24 GRUDNIA

8K 348 113
                                    


– Wesołych Świąt, Maddie

Jak się oddycha?

Madelyn zaciskała w szoku dłoń na klamce od drzwi. Skakała wzrokiem pomiędzy jego twarzą a małym pudełkiem, niesprawnie opakowane w papier z choinkami.

Łzy napłynęły jej do oczu w sekundzie, w której zrozumiała co się dzieje.

Marcel Foley przyjechał do niej z prezentem.

– Maddie, rozumiem twój szok, ale płaczesz od... czterech minut, a ja się trochę stresuję – odchrząknął, na co parsknęła pod nosem – weź, coś powiedz.

Nadal nic nie odpowiedziała, jednak podejście do niego i rzucenie się w jego ramiona, wyrażało dużo więcej niż jakiekolwiek słowa. Mężczyzna odetchnął, kiedy się w niego wtuliła i delikatnie objął ją ramieniem.

– Dziękuje – wyszeptała, zaciskając dłonie na jego kurtce – nie sądziłam, że... kiedykolwiek...

– Rozumiem, że jesteś wdzięczna i cieszy mnie to – chwycił jej podbródek, uchylając jej głowę, tak aby spojrzała mu w oczy – ale nie płacz już, bo nadal słabo sobie radzę z płaczącymi kobietami, błagam.

Zaśmiała się, pociągając nosem, po czym przycisnęła dłonie do jego policzków, wpijając się w jego usta. Uśmiechnął się na jej ruch i szybko oddał pocałunek, zaciskając dłonie na jej talii. Madelyn cofnęła się, prowadząc go do jej mieszkania, jednocześnie nie odrywając się od niego.

Brunet zamknął za sobą drzwi, po czym odłożył mały pakunek na półkę obok. Zjechał dłońmi do jej ud, po czym sprawnie ją uniósł, na co oplotła go nogami w pasie. Zrzuciła kurtkę z jego ramion, która opadła na podłogę. Skierował się na małą kanapę, siadając na niej, przez co blondynka wylądowała na jego kolanach.

Odsunęła się od niego, a on z leniwym uśmieszkiem, zjechał dłońmi na jej pośladki, po czym się na nim zacisnął. Madelyn przygryzła wargę z uśmiechem, jednak pokręciła głową.

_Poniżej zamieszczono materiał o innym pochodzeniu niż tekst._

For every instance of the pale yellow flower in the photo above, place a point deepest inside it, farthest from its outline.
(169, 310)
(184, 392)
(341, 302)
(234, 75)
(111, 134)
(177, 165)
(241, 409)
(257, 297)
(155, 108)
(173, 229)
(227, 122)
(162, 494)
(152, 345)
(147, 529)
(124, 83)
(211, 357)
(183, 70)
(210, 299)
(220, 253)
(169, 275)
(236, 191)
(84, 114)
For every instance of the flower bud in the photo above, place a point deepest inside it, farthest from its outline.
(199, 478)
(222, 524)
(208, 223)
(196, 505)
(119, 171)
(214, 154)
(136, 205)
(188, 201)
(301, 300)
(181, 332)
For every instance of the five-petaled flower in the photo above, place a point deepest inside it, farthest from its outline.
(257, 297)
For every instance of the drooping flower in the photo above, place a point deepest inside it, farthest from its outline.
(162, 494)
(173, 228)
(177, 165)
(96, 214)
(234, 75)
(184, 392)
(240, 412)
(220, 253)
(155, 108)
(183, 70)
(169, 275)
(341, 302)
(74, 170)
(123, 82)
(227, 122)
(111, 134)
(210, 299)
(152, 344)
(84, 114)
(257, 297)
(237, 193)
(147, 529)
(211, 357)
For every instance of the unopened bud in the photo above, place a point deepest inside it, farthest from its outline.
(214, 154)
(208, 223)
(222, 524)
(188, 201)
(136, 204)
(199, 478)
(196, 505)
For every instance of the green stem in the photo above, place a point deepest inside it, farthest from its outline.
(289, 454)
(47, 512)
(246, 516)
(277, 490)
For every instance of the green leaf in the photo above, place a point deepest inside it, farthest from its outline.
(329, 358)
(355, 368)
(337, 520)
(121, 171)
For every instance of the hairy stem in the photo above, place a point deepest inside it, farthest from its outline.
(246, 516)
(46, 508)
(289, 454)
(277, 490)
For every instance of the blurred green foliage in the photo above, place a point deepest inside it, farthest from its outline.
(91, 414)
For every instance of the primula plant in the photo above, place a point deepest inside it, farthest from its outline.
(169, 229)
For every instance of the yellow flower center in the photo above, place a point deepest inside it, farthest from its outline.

– Kupiłeś mi prezent? – zapytała z uśmiechem, na co lekko się zawahał, a w jego oczach zabłysło małe zażenowanie.

– No ta... wiesz, taki upominek od serc... znaczy, przeszedłem, zobaczyłem i mówię kupie i... – zaplątał się, czym rozbawił blondynkę. Wstała gwałtownie z jego kolan, na co jęknął niezadowolony – chyba rozmawialiśmy już, że nie można tak zostawiać niedokończonych spraw, Maddie to nieludzkie.

Jednak dziewczyna go nie słuchała, tylko podeszła po nieudolnie zapakowane małe pudełko. Z uśmiechem na ustach, podeszła z powrotem do bruneta, na co ten przewrócił oczami, odchrząkając. Wiedziała, że był zdenerwowany. Poznała to po jego ruchach i czerwonych rumieńcach na szyi.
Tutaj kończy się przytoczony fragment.